In any case, Dom seems to be taking it all in his stride. We’ve chatted a lot over the past week. We realised that, even though he’s a fan of theatre, he’s completely unfamiliar with Singapore’s vibrant scene! So we’re going for Wild Rice’s “G*D IS A WOMAN” tomorrow evening. Hope to see some of you there. Look out for the foreign agent in the crowd. (Dear MCI, that’s a joke.)
In many ways, we’re all trying to support each other and live with fun and meaning amid uncertainty. There’s often a disjoint between those who make decisions on our behalf, and the actual lives we each have to lead. We feel a lack of agency in a country still governed by a hegemonic power and modes of thinking and discourse.
These are all issues touched on in this week’s essay, “Mutual aid in Singapore: where solidarity looks like charity”, by Sherryl Cheong, with illustrations by Kimberly Wee. Through the eyes of Odette Yiu, Sherryl tells the remarkable story of the Singaporeans who organised ground-up initiatives to offer mutual aid to each other—basic help, in situations where the state has failed.
Though prompted by pandemic woes, mutual aid initiatives have gained salience more broadly in Singapore over the past few years. It’s not simply about crisis response, as Sherryl notes, but addressing structural inequities.

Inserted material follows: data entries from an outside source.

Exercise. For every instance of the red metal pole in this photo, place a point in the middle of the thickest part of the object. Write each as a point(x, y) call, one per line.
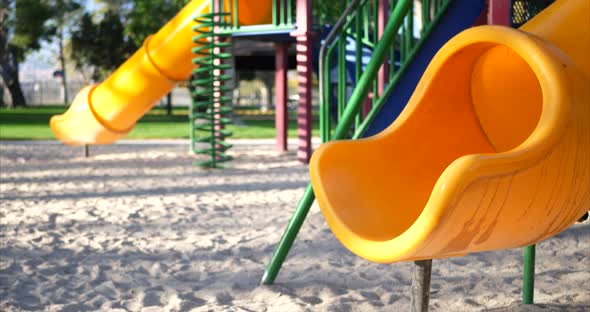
point(499, 12)
point(303, 35)
point(281, 114)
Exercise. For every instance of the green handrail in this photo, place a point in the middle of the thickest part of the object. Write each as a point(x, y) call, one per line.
point(282, 17)
point(351, 110)
point(402, 52)
point(350, 115)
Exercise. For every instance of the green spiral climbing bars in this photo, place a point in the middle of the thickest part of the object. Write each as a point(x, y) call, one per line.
point(210, 91)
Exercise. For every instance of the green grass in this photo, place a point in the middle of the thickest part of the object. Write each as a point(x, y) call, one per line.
point(32, 123)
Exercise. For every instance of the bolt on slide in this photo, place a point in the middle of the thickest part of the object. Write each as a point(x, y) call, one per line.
point(492, 150)
point(104, 113)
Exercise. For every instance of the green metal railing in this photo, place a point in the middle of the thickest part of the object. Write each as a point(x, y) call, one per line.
point(398, 34)
point(283, 17)
point(362, 27)
point(209, 90)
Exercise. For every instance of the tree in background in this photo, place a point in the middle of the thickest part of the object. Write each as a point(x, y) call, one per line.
point(147, 17)
point(63, 12)
point(101, 45)
point(23, 25)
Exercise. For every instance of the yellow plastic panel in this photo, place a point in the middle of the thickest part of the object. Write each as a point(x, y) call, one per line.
point(114, 106)
point(492, 150)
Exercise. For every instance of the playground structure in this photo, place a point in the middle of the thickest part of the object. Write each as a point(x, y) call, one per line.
point(367, 104)
point(466, 164)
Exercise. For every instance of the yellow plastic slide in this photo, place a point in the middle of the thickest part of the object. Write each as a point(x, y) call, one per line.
point(103, 113)
point(491, 152)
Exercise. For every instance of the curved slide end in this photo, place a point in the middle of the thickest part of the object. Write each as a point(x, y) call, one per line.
point(80, 126)
point(498, 159)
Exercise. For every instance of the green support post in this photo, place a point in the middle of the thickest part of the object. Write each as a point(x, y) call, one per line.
point(528, 283)
point(353, 107)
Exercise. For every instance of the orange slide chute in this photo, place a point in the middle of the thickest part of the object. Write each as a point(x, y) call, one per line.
point(103, 113)
point(491, 152)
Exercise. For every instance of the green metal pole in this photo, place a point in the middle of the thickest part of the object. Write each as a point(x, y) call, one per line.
point(356, 100)
point(528, 283)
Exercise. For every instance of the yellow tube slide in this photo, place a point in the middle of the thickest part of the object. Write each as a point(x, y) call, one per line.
point(491, 152)
point(103, 113)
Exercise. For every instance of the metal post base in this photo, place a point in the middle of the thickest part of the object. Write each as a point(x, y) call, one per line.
point(421, 285)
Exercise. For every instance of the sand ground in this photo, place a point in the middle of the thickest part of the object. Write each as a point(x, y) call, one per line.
point(136, 227)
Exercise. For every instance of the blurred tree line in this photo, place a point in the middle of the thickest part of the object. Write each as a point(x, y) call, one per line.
point(96, 41)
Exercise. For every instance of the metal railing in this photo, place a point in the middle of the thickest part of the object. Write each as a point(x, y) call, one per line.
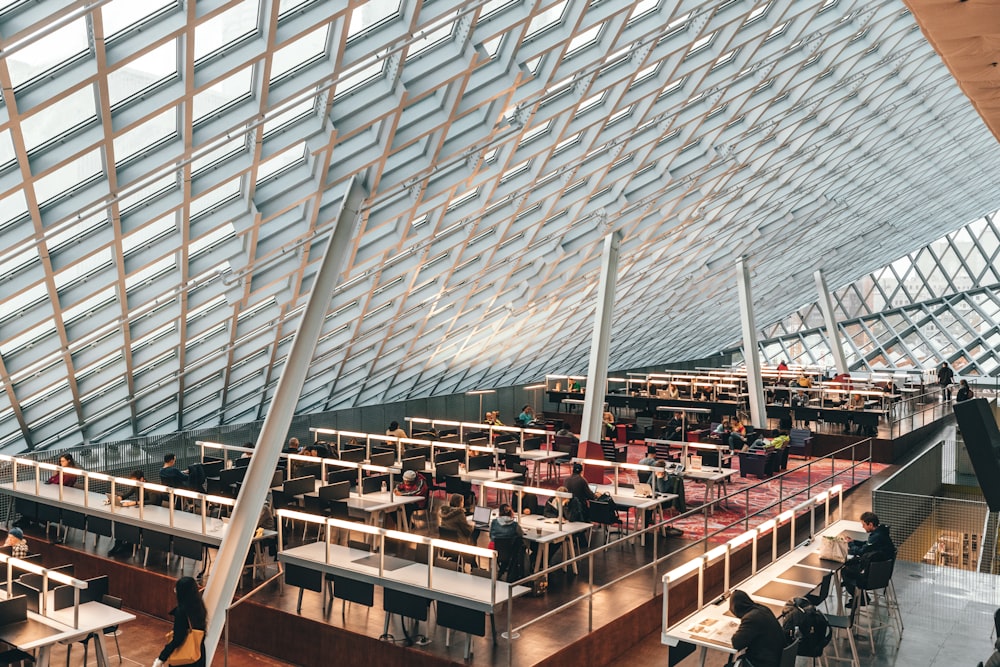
point(820, 478)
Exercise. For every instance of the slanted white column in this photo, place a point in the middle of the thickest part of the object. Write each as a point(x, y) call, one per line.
point(832, 335)
point(758, 409)
point(597, 369)
point(239, 533)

“Irie was right in saying that mutual aid was about knowing there were people whom you could turn to in a crisis. And so was Yiu in saying that mutual aid is about identifying structural issues and demanding change. Mutual aid is at once a day-to-day practice and something far bigger than that.”
And so, while we must acknowledge the fear in the air, let’s also always draw hope—from the Iries and Yius of Singapore, working tirelessly, and often thanklessly, on our behalf.